We caught the bus from her house and then had to walk for ages to get the castle. It was huge and on top of this massive hill, which used to be a volcano apparently. We all thought that was pretty cool.  There were loads of people queueing to get in, but luckily Griff’s Aunt had booked ahead and we walked right past everyone.

We went on a guided tour with a load of tourists who kept taking pictures of literally everything. The tour seemed to go on for ages; we went in loads of different rooms and museum-type areas. The tour guide went on about the whole history of the castle, and I knew I should be more interested in historical stuff, especially now I was travelling back in time, but it was just so boring and even though I tried really hard to pay attention, my thoughts kept drifting away.

Jacobites, old kings, the English, the Scottish, the Anglo Saxons, Unions, French Revolution – how was one castle involved in all of this stuff? I totally lost track until they took us to a courtyard, which had the biggest cannon you have ever seen in your life!

It was huge! Apparently the biggest cannon ever used in actually warfare and was destroyed on purpose by the English when they were firing it to celebrate the coronation of some King of other. They said some of the cannonballs actually weigh as much as a car – can you believe that?

We spent ages climbing on the cannons and taking stupid pictures…

…and then the guide took us to the coolest bit of the whole castle – the dungeons.

The whole place was pretty dark and smelly and the ceilings were really low. Mark and Griff almost had to duck to get round some parts.

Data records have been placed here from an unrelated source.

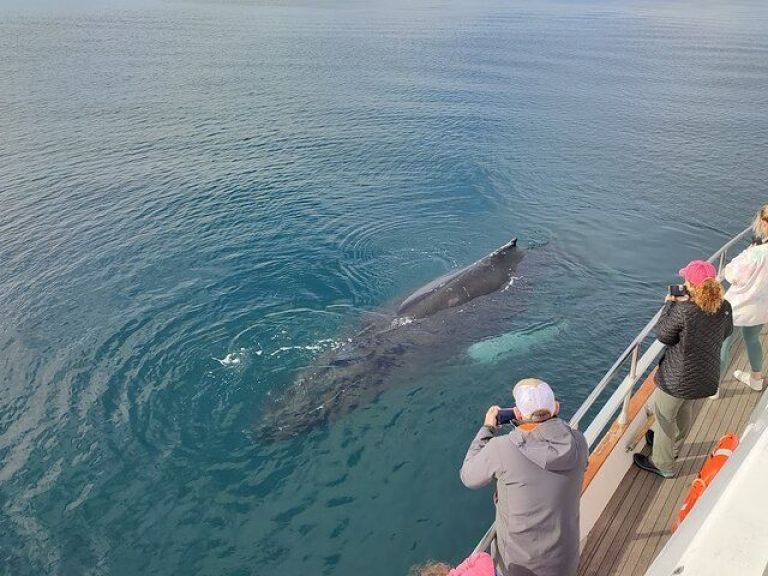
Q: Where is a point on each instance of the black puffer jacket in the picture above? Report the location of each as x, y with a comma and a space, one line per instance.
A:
690, 367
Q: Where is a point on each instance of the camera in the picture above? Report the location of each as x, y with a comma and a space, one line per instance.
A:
505, 416
678, 290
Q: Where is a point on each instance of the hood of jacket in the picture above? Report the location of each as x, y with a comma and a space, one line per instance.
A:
550, 445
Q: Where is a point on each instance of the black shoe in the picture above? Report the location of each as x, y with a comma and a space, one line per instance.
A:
644, 462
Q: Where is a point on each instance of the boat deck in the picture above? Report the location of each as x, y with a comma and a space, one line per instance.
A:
636, 523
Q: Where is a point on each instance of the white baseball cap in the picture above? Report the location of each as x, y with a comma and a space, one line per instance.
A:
533, 394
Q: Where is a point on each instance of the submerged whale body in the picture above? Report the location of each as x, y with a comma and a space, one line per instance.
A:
423, 328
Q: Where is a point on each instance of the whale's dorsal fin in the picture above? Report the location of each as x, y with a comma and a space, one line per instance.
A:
511, 244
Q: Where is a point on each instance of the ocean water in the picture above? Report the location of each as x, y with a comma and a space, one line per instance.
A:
198, 198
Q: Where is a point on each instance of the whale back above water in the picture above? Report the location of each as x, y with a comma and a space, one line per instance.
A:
485, 276
424, 331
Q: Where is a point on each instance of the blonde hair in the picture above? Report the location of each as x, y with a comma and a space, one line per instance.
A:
760, 225
430, 569
708, 295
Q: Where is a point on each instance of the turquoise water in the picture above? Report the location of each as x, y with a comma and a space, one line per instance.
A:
183, 182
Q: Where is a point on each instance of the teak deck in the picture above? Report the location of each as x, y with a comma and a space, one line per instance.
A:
636, 523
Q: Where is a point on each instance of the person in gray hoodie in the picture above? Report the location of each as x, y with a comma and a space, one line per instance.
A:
539, 468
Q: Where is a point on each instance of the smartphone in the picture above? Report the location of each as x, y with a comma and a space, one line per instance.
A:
505, 416
677, 290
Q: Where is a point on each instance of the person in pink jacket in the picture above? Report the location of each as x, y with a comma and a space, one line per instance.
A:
479, 564
748, 295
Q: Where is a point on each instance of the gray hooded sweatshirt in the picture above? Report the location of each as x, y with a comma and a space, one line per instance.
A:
538, 479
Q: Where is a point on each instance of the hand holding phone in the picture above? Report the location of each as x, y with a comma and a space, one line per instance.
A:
678, 290
505, 416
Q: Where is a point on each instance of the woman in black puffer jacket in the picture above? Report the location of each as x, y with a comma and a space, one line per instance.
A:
693, 328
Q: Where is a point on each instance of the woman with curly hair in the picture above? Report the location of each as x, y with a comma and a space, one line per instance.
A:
693, 327
748, 295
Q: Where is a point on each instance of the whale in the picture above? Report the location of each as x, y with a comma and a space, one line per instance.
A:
397, 342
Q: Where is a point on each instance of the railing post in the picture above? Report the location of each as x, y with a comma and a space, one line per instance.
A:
624, 415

“Why is it so low?” they asked.

“People weren’t as tall as they are now, hundreds of years ago,” I said without thinking.

“Hmm,” said Mark.

‘How dya know that?” said Griff.

“History lessons,” I lied.

They room smelt like that the ghost train queue at Alton Towers. They said the dungeons were used right up to the 1900s and held French prisoners, but get this, they were also for Pirates. All the walls had these awesome carvings in them where people had written where they were from, their names and family members they missed. They weren’t given any tools, the guide said, so they must have used their fingers to carve away at the stone. One person had carved a whole ship into the wall; sails, ropes and everything!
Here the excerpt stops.